Softskills24 Com

Softskills for your job and personal growth

Fri12142018

Last updateWed, 10 Dec 2014 10pm

Jugendliche-Deren Charakter und Grundeinstellung

So verständlich die somatischen Wandlungen in der Pubertät sind (hormonal gesteuerte Charakteristik der maskulinen und weiblichen Gestalt und des Geschlechtscharakters, bestimmtes Längenwachstum), im essentiellen ist die Adoleszenz in unserer Zivilisation ein biopsychologisches und soziologisches Phänomen: Die Reiberei mit den Voraussetzungen des Erwachsenseins sind vorrangig, der Adoleszent ist veranlasst sich aus den Abhängigkeiten des Kindseins freizukämpfen wie auch in allen wesentlichen Lebensbereichen autonom und selbstverantwortlich werden.

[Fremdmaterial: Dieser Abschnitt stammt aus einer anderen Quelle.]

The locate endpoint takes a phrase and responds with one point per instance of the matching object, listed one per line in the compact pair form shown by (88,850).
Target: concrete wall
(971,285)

In dieser Gegebenheit des Wandels sind Konflikte, zunächst Rollen- und Statuskonflikte, unvermeidlich. Die Pubertät dauert in unserer Zivilisation außergewöhnlich lang. Je komplexer die Funktionalitäten einer Gesellschaftsstruktur sind, umso mehr braucht es, bis man zu einem ebenbürtigen Mitglied geworden ist; in primitiven Kulturen gibt es eine Adoleszenz in unserer Bedeutung beileibe nicht. Jeder Adoleszent soll sich in der Pubertät mit fassbaren Fragestellungen auseinandersetzen (so genannte epochal separate Aufgaben).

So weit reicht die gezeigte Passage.